MEDIAINDONESIA.ASIA, JAKARTA - Program Makan Bergizi Gratis (MBG) kembali menuai sorotan tajam. Kali ini, jagat maya dihebohkan oleh aksi sejumlah guru PAUD yang terpaksa menolak kiriman makanan karena keterlambatan distribusi yang dinilai tidak masuk akal.
Makanan baru tiba di lokasi saat sekolah sudah kosong.

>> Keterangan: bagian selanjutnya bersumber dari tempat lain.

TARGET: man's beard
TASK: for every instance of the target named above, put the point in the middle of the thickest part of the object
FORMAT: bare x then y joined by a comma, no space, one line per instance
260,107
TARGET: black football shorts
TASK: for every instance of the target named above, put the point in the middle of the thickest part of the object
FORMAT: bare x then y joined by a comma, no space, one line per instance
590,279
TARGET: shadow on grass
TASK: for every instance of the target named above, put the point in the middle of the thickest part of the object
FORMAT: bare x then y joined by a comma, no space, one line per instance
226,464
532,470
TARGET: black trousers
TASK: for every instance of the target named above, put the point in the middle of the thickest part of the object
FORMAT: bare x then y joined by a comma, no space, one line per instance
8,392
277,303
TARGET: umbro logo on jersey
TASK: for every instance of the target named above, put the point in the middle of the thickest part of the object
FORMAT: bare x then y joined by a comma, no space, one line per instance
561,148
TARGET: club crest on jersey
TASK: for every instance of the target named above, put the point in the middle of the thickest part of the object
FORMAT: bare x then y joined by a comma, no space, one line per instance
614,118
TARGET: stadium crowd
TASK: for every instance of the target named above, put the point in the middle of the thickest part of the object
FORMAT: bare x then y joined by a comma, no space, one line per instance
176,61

Berbeda dengan siswa SD/SMP, 4nak-An4k PAUD umumnya sudah kembali ke rumah sebelum tengah hari.
Guru memilih menolak kiriman karena enggan mengambil risiko jika makanan rusak atau basi jika dipaksakan dibagikan ke rumah siswa masing-masing.
Para pendidik menuntut pemerintah dan vendor penyedia untuk lebih memahami ritme sekolah, bukan sekadar menggugurkan kewajiban kirim.
Dampak di Lapangan
Kekecewaan para guru memuncak karena koordinasi yang dianggap satu arah. "Kami tidak ingin program bagus ini jadi sia-sia atau malah jadi sampah karena salah waktu," ungkap seorang kepala sekolah dalam video yang viral tersebut.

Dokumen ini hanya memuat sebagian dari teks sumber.